I am a Canadian Citizen & bought a condo in vegas a few years ago. We are thinking of selling it now & the price has gone up considerably 60%+-. What kind of taxes ?? if any am I going to face if sold?
Submitted: 8 months ago.
Category: Capital Gains and Losses
Expert:  Jason M. Tyra, CPA replied 8 months ago.

Hi Raymond:

Assuming your condo is held as a rental property, you will be subject to long term capital gains taxes on your sale unless you elect to defer gain under Section 1031. The Section 1031 rules allow you to defer gain by purchasing another property of like kind within a certain period of time after the sale.
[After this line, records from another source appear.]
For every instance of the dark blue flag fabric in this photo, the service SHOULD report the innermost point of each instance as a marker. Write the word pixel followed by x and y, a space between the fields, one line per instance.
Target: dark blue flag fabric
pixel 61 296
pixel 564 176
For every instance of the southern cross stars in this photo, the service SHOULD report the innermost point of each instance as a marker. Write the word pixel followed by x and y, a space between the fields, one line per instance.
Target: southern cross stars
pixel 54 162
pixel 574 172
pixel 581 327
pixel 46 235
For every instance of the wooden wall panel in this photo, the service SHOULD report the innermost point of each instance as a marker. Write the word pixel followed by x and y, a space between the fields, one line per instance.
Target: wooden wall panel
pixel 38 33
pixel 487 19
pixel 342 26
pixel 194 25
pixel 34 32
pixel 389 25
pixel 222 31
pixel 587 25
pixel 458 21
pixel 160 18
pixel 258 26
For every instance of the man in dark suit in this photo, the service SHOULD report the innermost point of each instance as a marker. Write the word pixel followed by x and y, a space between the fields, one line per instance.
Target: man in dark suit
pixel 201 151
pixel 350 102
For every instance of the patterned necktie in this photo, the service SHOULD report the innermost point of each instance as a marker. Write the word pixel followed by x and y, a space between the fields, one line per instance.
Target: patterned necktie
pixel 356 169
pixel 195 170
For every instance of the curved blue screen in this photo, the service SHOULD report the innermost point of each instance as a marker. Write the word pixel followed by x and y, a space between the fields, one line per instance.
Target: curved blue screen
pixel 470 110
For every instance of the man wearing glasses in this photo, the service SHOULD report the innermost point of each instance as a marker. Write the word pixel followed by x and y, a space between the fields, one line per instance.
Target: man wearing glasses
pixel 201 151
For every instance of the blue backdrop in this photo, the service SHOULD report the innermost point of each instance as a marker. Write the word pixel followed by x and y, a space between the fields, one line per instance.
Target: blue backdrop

Customer: replied 8 months ago.
Was not a rental. We just used it for ourselves & are not planning on buying another property. How much % is the taxes?
Expert:  Jason M. Tyra, CPA replied 8 months ago.

Did you use it as your principal residence at any time during the last five years?

Customer: replied 8 months ago.
No not as a principal residence just as a vacation home. Some years we came down up to 12 times a year but most years 4-6 times from 1-2 weeks at a time.
Expert:  Jason M. Tyra, CPA replied 8 months ago.

Ok, then you wouldn't qualify to use the exclusion on gain for sale of a principle residence. Your gain on sale would be subject to long term capital gains tax (probably at 15%).

Customer: replied 8 months ago.
15% of total sale or just portion over what we paid?
Expert:  Jason M. Tyra, CPA replied 8 months ago.

15% on the amount that the the sales price exceeds your adjusted basis, AKA your gain on sale

Expert:  Jason M. Tyra, CPA replied 8 months ago.

So, for example, if you paid $100k and sold it for $150k (and had no adjustments for depreciation or casualty losses in prior years), then the tax would only apply to the $50k difference between purchase price and selling price.